Accusations et irrégularités au sein d’EsSalud

Un responsable du prestigieux hôpital Edgardo Rebagliati Martins, géré par EsSalud, a récemment déposé une plainte auprès du Ministère public. Cette plainte fait état de présumées irrégularités impliquant des hauts dirigeants de l’institution. L’objectif serait de faciliter un éventuel indult pour l’ancien président Pedro Castillo, qui a exercé ses fonctions de 2021 à 2022. Ces révélations ont été diffusées par le programme Beto a Saber de Willax.

Soins médicaux prioritaires pour Pedro Castillo

Selon la plainte, Pedro Castillo aurait bénéficié d’une attention médicale préférentielle, ce qui va à l’encontre des règlements stipulant qu’il devait être soigné à l’hôpital II Vitarte, étant donné son statut d’incarcéré au pénitencier de Barbadillo. Le reportage fait état d’une visite de l’ancienne autorité à deux consultations médicales distinctes le 23 avril, seulement 20 minutes d’intervalle. En outre, il aurait eu accès à des avantages supplémentaires, incluant l’altération de son dossier médical pour le faire passer pour un patient dans un état grave, ce qui aurait pour but de faciliter son évacuation.

Accusations de « transferts médicaux indus »

Le plaignant évoque des “transferts médicaux indus” et une coordination politique visant à favoriser Castillo, qui purge une peine de plus de 11 ans de prison pour tentatives de coup d’État en décembre 2022. Les responsables cités incluent Luis Rosales Pereda, président exécutif d’EsSalud, et d’autres hauts fonctionnaires, renforçant l’idée d’un réseau de complicité.

Comparaison avec la situation d’Alejandro Toledo

Le cas de Pedro Castillo suscite des comparaisons avec celui de l’ancien président Alejandro Toledo, également détenu à Barbadillo pour corruption. Toledo a fréquemment dénoncé des restrictions sévères concernant l’accès à des soins médicaux hors du pénitencier, soulignant un traitement apparemment inégal.

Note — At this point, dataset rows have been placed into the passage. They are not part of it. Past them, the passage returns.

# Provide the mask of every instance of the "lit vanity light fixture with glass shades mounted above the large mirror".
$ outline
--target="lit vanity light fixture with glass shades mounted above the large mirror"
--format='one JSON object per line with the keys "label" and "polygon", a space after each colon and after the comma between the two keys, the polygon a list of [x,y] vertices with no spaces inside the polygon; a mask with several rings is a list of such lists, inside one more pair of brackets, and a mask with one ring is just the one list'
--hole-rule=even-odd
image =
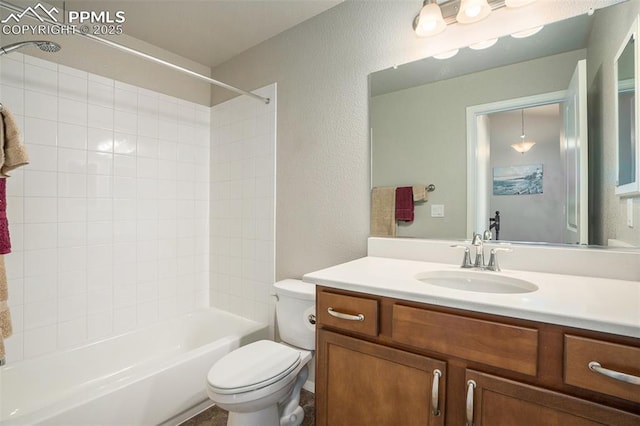
{"label": "lit vanity light fixture with glass shades mounted above the large mirror", "polygon": [[502,7],[521,7],[536,0],[424,0],[420,13],[413,19],[413,30],[419,37],[441,33],[447,25],[471,24]]}

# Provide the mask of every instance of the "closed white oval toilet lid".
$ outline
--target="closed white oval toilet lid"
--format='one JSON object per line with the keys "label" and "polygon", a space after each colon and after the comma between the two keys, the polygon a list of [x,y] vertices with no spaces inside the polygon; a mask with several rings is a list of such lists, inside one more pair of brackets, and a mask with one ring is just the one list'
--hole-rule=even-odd
{"label": "closed white oval toilet lid", "polygon": [[300,364],[300,351],[271,340],[242,346],[220,358],[207,375],[222,394],[248,392],[277,382]]}

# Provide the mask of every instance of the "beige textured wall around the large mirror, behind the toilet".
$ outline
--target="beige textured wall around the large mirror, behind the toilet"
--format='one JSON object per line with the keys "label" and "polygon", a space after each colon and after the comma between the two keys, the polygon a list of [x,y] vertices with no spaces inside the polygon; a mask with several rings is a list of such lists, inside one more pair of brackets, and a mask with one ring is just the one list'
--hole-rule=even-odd
{"label": "beige textured wall around the large mirror, behind the toilet", "polygon": [[420,1],[346,1],[212,70],[248,89],[278,83],[276,278],[366,254],[371,72],[607,3],[542,1],[419,39]]}

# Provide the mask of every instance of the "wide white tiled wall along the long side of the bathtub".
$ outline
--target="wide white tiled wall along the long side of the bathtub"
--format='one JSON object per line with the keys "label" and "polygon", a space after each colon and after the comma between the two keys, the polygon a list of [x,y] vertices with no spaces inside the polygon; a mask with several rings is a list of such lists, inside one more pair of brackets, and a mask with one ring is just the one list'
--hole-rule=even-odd
{"label": "wide white tiled wall along the long side of the bathtub", "polygon": [[[7,181],[9,362],[209,304],[211,108],[19,53],[0,59],[0,102],[31,156]],[[231,158],[235,151],[224,169],[235,176]],[[232,201],[244,190],[273,195],[265,187],[273,171],[258,163],[253,184],[229,184],[221,199],[230,210],[216,217],[256,237],[234,250],[266,259],[273,253],[258,243],[258,217],[247,229],[236,220],[254,208],[272,211],[272,202],[239,209]],[[258,179],[263,173],[267,180]],[[252,271],[261,268],[256,260]]]}

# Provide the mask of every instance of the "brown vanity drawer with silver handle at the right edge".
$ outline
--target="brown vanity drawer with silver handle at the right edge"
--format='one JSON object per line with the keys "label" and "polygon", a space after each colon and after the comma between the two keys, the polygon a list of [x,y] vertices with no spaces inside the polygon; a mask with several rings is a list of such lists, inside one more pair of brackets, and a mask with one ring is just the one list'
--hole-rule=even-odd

Règlementation d’EsSalud et traitement des détenus

EsSalud a mis en place des règles stipulant que les patients doivent se rendre à l’hôpital le plus proche de leur lieu de résidence, ce qui, dans le cas de Castillo, signifie Vitarte. En cas d’urgence, si les soins ne peuvent être administrés à l’hôpital d’Ate, un transfert vers l’hôpital Guillermo Almenara est prévu. Ces directives soulèvent des questions sur la logique des soins fournis à Castillo.

Indultes présidents et cadre légal

Le ministre de la Justice, Luis Jiménez, a récemment fermé la porte à toute discussion concernant une grâce présidentielle, indiquant que le gouvernement n’avait aucune intention d’agir sur ce sujet pour le moment. Cependant, des alors qu’il y a eu plusieurs demandes d’indultes refusées, Castillo pourrait toujours soumettre une nouvelle requête.

Contexte juridique complexe

L’octroi d’un indult est soumis à des conditions strictes, notamment qu’il ne doit pas y avoir de processus judiciaire en cours. Castillo a contesté sa condamnation et fait face à d’autres accusations de corruption, compliquant davantage sa situation.

Ces éléments révèlent un contexte critique autour de la santé et des droits des prisonniers au Pérou, posant des questions sur l’équité des systèmes judiciaires et médicaux en place.